The main aim of the project was the training and research of young scientists in the area of multi-parameter polarimetry at partner organisations spread all over Europe (i.e. DLR, TU Chemnitz and Definiens Imaging GmbH, Germany; University of Essex, UK; DDRE, Denmark; UPC, Spain; MOTHESIM and University of Rennes, France; JRC, Italy). The scientific activities of the network fall into three main areas dealing with sensor systems and measured data, the underlying physics and scattering models, parameter retrieval and product generation.
The focus of modelling atmospheric effects was on the scattering of hydrometeors, particularly rain drops. The main purpose is not only to have a coherent model for simulating weather radar data, but also to create a link between observations by weather radar systems and SAR systems. Polarimetric propagation effects play an important role for both systems, and, hence, the model can be used to predict or describe the influence of propagation through a medium containing rain drops for polarimetric radars, regardless of whether they are ground-based or airborne/spaceborne. Raindrops are oblate scatterers, where the oblateness increases with the size of the rain drop, and thus rainfall produces anisotropic scattering, which can be measured with polarimetric radars.
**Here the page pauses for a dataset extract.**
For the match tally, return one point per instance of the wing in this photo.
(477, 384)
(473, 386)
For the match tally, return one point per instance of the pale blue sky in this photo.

One particular problem occurs, because the four elements of the scattering matrix are not all measured at the same time but with a certain time delay, which is usually around 1 ms. During this time, the observed scattering volume (containing falling rain drops) changes and, thus, decorrelation will be seen.
Using model results and experience drawn from the literature, phase delays and amplitude effects on radar data can be predicted. Special attention has been given to the impact of such effects on the processing of SAR images. Phase changes due to atmospheric distortions have a similar behaviour to motion errors of the sensor platform and thus might not be separated from such additional error sources.
With regard to polarimetric decomposition theorems, two signal processing approaches have been applied for the first time to fully polarimetric SAR and weather radar signatures. Considerable attention is paid to the eigenvectors of the covariance matrix.